Does Tascón himself believe such idiocies? No: he is too vivacious and intelligent for that. Why, then, does he find it so hard to break with Chávez? The answer is complex. In part, it is admiration. Tascón admires Chávez. As I speak with him, he refers to Chávez several times as a “historic leader.” Another factor is that the decision to break with Chávez is not easy. Tascón has been a Chavista for years. It is not easy to abandon the political project he has been a part of – and that he has believed in – for more than a decade.

But there is another reason, perhaps stronger, that Tascón addressed a few months ago in an interview with a newspaper. In that interview, Tascón expressed with brutal honesty that he had no alternative outside of Chavismo.

During our conversation, I decide to remind him of it. I remind him that in the interview he explained that, because of The List, he is hated by the opposition and that, if the opposition retakes power, he would be persecuted and probably jailed for human rights violations. I ask him if there is an element of personal survival in his support for Chávez.

At first, Tascón is adamant. He tells me, “no, no, the main reason is ideological.” But then, without having to pressure him, he admits that there is an element of personal survival in his support for Chávez. “It is no secret that the opposition hates me.”

Tascón’s belief sheds light on the vicious circle of polarization. Right or wrong, many pro-government officials feel that they would be persecuted and possibly jailed in an opposition government. And feeling that they will not survive without Chávez is a powerful incentive to remain in the party ranks. Feeling that they will not survive without Chávez is also an incentive to help him do everything necessary to remain in power, a task that, of course, stokes opposition hatred – thereby reinforcing the idea that they have no life outside of Chavismo.

And feeling that their future depends on Chávez remaining in power makes them submissive servants or it forces them to tolerate and accept, heads bowed, the offenses and abuses of the president.

It is true that Tascón may be an extreme example, because few Chavista figures are as hated by so many militant oppositionists. But I would bet that many pro-government officials consider their adherence to the revolution not just an opportunity to accumulate power, recognition, wealth, etc., but also as a question of personal survival.

Final note: As I edit this last part of the report, the pro-government MP, Wilmer Azuaje, decides to file a complaint against some members of the Chávez family with the Anti-Corruption Committee. The reaction in Parliament is similar to that provoked by Tascón’s charges. Attacks against Azuaje. Insults. Unfounded accusations against him. It is decided that the committee will investigate Azuaje’s accusations, but also, highly unusual calls are made to investigate the accuser because of “the economic resources he is using to spread news of his complaint.”
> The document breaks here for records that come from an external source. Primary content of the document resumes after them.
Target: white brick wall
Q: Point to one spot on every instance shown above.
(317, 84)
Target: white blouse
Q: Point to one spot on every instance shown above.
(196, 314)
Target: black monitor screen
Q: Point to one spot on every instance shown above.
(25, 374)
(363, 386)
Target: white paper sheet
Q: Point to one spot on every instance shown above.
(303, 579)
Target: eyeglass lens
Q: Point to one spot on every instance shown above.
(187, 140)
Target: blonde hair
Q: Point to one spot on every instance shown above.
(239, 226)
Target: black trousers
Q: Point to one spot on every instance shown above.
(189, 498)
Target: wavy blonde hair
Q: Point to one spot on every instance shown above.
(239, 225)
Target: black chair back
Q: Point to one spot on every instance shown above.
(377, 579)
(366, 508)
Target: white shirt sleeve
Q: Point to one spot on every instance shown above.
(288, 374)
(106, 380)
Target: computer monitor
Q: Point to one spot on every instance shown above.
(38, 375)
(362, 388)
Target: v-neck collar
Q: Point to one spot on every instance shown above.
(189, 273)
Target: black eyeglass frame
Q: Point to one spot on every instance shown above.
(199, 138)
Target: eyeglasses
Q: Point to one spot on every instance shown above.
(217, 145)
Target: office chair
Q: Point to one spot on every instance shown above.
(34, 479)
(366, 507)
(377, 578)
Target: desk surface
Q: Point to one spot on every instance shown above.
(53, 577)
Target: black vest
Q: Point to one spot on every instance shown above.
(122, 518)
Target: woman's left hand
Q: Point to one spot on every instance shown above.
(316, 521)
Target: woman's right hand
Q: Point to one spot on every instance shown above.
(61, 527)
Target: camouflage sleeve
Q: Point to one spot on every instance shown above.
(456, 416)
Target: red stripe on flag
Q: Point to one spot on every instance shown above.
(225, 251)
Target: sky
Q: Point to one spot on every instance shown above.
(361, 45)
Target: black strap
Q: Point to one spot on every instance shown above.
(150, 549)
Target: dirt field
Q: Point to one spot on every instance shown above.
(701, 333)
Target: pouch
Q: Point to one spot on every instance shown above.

I call Tascón. I tell him, annoyed, that they are doing the same to Azuaje that they did to him. Is he not going to say anything in his defense? Is he not going to take a position? How is it possible that everyone who reports potential wrongdoing is threatened with an investigation? Tascón’s response – which he valiantly reiterated hours later at a press conference – lives up to all my hopes. He tells me that he already delivered a speech in Congress against the insults, and he clarifies that he categorically condemns intimidation of MPs for filing complaints.

“So, Mr. Tascón, when are you going to admit that, ultimately, Hugo Chávez is the one guilty of intransigence?”

Tascón laughs and again refuses to endorse my opinion. But something tells me that, little by little, his commitment to Chávez has worn down. Listening to him speak with pride about his proposed “infogovernment” law (to increase transparency in public administration), I sense that this man, whom I have many times criticized in the harshest terms, perhaps will soon cross the line that has been so hard for him to cross. And maybe there, in that new position, the sun will shine on his better side.